Endommagé à plusieurs reprises par des bombes, il est encore miraculeusement à flot en septembre 1954. Saisi par les américains, le croiseur lourd est sacrifié durant l’opération Crossroads, la campagne d’expérimentation atomique menée à Bikini.

Le Iwate

-Le Iwate est mis sur cale au chantiers navals Mitsubishi de Nagasaki le 4 janvier 1950. Toujours en construction en mars 1950, il était alors achevé à 7%. Les travaux se poursuivent mais à une vitesse telle que le 14 juin 1953, le navire était encore sur cale.

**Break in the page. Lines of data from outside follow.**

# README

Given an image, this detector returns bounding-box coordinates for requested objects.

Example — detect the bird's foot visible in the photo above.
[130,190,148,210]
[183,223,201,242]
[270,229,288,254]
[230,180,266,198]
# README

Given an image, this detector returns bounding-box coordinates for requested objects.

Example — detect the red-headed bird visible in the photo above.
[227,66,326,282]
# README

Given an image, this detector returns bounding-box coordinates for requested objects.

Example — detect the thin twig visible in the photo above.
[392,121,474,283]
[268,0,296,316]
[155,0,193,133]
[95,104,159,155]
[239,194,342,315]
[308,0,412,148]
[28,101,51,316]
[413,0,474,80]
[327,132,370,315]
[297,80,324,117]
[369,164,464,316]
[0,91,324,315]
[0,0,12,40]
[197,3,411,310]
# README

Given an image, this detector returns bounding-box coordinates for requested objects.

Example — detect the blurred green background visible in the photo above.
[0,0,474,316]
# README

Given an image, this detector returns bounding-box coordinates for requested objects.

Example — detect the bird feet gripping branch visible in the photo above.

Il est détruit lors d’un bombardement aérien américain.

Le Nisshin

-Le Nisshin est mis sur cale aux chantiers navals Kawasaki de Kobé le 14 mars 1949 lancé le 8 septembre 1950 et mis en service le 21 décembre 1952.

Victime de la pénurie de carburant, le Nisshin est bloqué au Japon, attendant probablement l’invasion américaine pour connaître l’odeur de la poudre.

Cette invasion n’aura jamais lieu. Le croiseur lourd est endommagé par plusieurs bombes mais toujours à flot quand les américains prennent pied au Japon pour entamer son occupation. Ironie du sort, il coule par petit fond à Yokosuka après l’arrivée des américains sans que l’on sache si il s’agit d’un sabotage ou d’un accident.

Remis à flot, le navire est capable de reprendre la mer. Il va servir de janvier 1955 à mars 1956 à rapatrier soldats et prisonniers japonais. Un temps la Chine réclame son transfert comme dommage de guerre mais au final le navire sera démantelé au Japon courant 1958.

Le Tokiwa

-Le Tokiwa est mis sur cale au Yokohama Kaïgun Kosho le 8 janvier 1951 et lancé le 14 septembre 1952.

Son achèvement en croiseur lourd est suspendu puis abandonné en mars 1953. Il doit être achevé en porte-avions léger mais les travaux sont gênés par le manque de ressources et d’ouvriers qualifiés.

Résultat quand le Japon capitule, le Tokiwa n’est toujours pas achevé. Il sert de bâtiment-dépôt pour les américains jusqu’en septembre 1958 quand il est vendu à la démolition et démantelé.

Le Yokumo

-Le Yokumo est mis sur cale au Sasebo Kaïgun Kosho le 14 juin 1951 et lancé le 17 mars 1953. Les travaux sont perturbés par le manque de ressources, de main d’oeuvre à quoi il faut ajouter les bombardements aériens américains.

En août 1954, le Yokumo est largement inachevé. A ce rythme, les responsables de l’Arsenal espérait pouvoir le mettre en service en mars 1955.

Privé de ses tourelles et des (rares) canons embarqués, le Yokumo reste mouillé comme brise-lames à l’extérieur de l’Arsenal de Sasebo. En mars 1962, il est remorqué au large et utilisé comme cible de tir lors d’un exercice de tir de la 7ème flotte.

Caractéristiques Techniques

Déplacement : standard 13500 tonnes pleine charge 15990 tonnes

Dimensions : longueur : 202.8m largeur : 18.92m tirant d’eau : 6m

Propulsion : 4 turbines à engrenages Kampon alimentées par 10 chaudières Kampon développant une puissance totale de 152000ch et actionnant 4 hélices.

Performances : vitesse maximale : 34 noeuds distance franchissable : 8000 miles nautiques à 18 noeuds

Protection : ceinture de 100mm pont 35 à 60mm tourelles 76 à 100mm

Affût double de 127mm cuirassé Nagato Japon.jpg

Affût double de 127mm type 89 à bord du cuirassé Nagato

Armement : 8 canons de 203mm (8 inch) Type 3 (modèle 1914) en quatre tourelles doubles (trois avant et deux arrières),12 canons de 127mm (5inch) type 89 (modèle 1929) en six affûts doubles, 36 canons de 25mm en neuf affûts doubles (nombre porté ensuite à 24 puis à 36).